Bob Kennedy (won NCAA XC championships as a freshman, Olympian and first non-African to run under 13 min for 5000m) often does analysis/commentary for the NCAA XC championships. I watched most of both the men’s and women’s D1 race this past weekend and Bob had some funny/insightful things to say about racing, coaching and XC. This is all paraphrasing…
Regarding the 10k course distance: Yeah, I don’t know, as long as it’s kind of close to about 10k… it doesn’t matter much… the goal is to place as high as possible, not time yourself for 10 kilometers.
Regarding milers and middle distance runners in XC: A great kick doesn’t matter nearly as much at this level over 10 kilometers. Really, the best runners have done the lactate threshold work and know how to manage that fine line (threshold) and know how much is left in the tank toward the end of the race.
Regarding the 10k length: 10k XC races hurt really bad but once you submit to that and just settle into the pain, then you can find your limits and race your best.
Regarding becoming a coach: :::laughing::: I (Bob Kennedy) would be a terrible coach because my advice would be so simple: why can’t you just run faster? — clearly he understands that he was a highly talented athlete and that highly talented athletes often do not make great coaches.
Regarding Patrick Tiernan pushing a good pace throughout the race: A lot of respect for Patrick to not fall into the trap of just letting Ed Cheserek control the tempo the entire race.
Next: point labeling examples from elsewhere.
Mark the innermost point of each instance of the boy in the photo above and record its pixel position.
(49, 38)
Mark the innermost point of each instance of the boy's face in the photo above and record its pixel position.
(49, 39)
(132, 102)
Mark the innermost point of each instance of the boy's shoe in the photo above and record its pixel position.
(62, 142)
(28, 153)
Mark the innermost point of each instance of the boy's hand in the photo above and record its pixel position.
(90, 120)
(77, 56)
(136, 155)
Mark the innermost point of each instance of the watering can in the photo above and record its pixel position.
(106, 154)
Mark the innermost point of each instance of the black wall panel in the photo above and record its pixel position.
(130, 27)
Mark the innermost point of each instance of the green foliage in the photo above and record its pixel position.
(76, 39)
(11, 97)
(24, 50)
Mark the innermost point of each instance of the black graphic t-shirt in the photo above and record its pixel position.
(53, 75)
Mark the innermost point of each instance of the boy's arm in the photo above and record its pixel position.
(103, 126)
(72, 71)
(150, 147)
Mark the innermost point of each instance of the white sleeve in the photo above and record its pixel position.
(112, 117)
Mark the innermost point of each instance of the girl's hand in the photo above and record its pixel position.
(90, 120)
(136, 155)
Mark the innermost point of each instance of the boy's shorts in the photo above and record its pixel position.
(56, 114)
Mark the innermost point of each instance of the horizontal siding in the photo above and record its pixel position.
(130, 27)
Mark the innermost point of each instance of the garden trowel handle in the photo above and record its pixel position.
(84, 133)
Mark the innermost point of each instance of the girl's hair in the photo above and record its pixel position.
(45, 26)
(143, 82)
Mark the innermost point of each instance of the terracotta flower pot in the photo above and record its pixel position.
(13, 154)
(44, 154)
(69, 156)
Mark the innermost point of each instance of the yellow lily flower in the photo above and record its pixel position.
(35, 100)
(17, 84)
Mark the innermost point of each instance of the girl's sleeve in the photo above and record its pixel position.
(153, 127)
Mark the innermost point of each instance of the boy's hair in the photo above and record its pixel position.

If one is to beat someone of that caliber you have to make them make decisions about the race they may not want to or are not immediately comfortable with. Ultimately Cheserek is a phenomenal athlete and the strategy didn’t work but a lot of congratulations to Tiernan for at least challenging for the first 8k.
It's nice to have someone with insight doing the commentary for these races.